In 2022, Spanish ceramic tile production contracted by 15% from 587 to 500 million sqm while total sales volumes fell by 13% with similar declines in the domestic market and exports, down in volume terms from 496 million sqm in 2021 to around 432 million sqm.

The only positive figure was the increase in the sector’s sales revenues (up 16.2% to €5,538 million, approximately €770 million more than in 2021), but not even this offered much comfort to the industry’s business leaders as it was exclusively the result of the higher selling prices introduced by the Spanish ceramic tile producers as a way of offsetting the higher energy prices and consequently overall production costs.

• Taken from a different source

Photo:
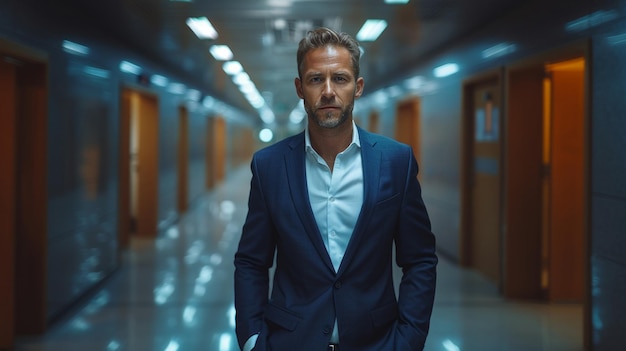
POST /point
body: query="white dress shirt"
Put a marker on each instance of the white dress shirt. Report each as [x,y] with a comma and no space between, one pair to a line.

Unfortunately, this policy has been only partially successful and has the added disadvantage of undermining the industry’s competitiveness in international markets at a time of slowing demand.

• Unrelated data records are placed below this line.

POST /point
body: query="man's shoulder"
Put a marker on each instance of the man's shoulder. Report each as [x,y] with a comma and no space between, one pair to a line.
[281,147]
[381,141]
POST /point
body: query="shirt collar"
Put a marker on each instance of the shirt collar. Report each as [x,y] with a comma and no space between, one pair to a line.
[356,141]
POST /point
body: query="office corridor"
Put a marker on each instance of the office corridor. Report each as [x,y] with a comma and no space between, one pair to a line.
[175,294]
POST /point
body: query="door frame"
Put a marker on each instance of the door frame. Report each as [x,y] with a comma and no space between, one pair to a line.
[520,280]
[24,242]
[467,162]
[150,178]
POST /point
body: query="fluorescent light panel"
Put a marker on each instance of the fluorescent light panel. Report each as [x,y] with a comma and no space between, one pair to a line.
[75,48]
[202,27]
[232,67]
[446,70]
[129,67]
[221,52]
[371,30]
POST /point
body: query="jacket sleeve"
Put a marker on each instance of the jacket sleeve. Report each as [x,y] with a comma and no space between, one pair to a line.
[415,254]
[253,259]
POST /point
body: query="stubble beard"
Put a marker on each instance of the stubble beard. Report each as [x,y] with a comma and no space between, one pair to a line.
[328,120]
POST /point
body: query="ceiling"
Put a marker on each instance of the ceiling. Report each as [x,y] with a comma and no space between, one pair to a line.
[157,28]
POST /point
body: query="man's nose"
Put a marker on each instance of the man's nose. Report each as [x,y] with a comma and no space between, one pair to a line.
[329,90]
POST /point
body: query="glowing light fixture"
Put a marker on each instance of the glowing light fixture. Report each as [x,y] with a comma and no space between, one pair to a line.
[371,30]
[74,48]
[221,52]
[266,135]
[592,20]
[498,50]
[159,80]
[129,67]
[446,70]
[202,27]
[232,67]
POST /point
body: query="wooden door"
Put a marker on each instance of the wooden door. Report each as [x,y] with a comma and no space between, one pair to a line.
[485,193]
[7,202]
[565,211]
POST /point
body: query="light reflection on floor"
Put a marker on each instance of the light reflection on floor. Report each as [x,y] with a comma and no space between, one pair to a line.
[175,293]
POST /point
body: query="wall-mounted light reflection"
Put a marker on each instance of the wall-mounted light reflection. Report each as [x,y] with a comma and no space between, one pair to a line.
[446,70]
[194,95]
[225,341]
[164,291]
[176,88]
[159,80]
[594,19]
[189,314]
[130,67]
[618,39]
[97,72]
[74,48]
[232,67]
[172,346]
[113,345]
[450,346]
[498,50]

Mr Nomdedeu makes no secret of his concern when, numbers in hand, he describes the magnitude of the problem.

“Gas prices have increased tenfold and now make up the biggest of all our industrial costs. Our industry’s total energy bill (gas + electricity) rose from €939 million in 2021 to €2,235 million in 2022, equivalent to 40% of turnover. This represents an increase of approximately €1,300 million, which has only partly been offset by the price increases. Another reason why the impact was so severe is that, unlike other European competitors such as Italy, we have received no support from the Spanish government despite calling for urgent action for months to help prop up the sector. The only response we have received to date [Editor’s note: 28 February 2023] is an offer of temporary loans, which will not solve the problem, and the promise of a future €450 million credit facility, which is also difficult to accept because it is subject to conditions that are simply too restrictive for the majority of companies. Until now, companies have had to shoulder the burden of increased costs themselves, but the consequences are plain to see. We have seen 10 consecutive months of falling production levels (including month-on-month contractions of 25% in December 2022 and 30% in January 2023). More than forty kilns are currently out of operation, and in the six months from July 2022 to January 2023 we lost 1,017 jobs, in addition to the employees who have been temporarily laid off on a rotating basis through the Spanish redundancy fund mechanism ERTE”.

Although exports figures clearly show that Spanish tiles are now less competitive, Nomdedeu remains relatively confident:

“It will not be easy to make up lost ground, but if government aid arrives and the price of gas continues to fall, we are confident that we will succeed. We may even regain 5% of production to reach 520 million sqm as early as this year”.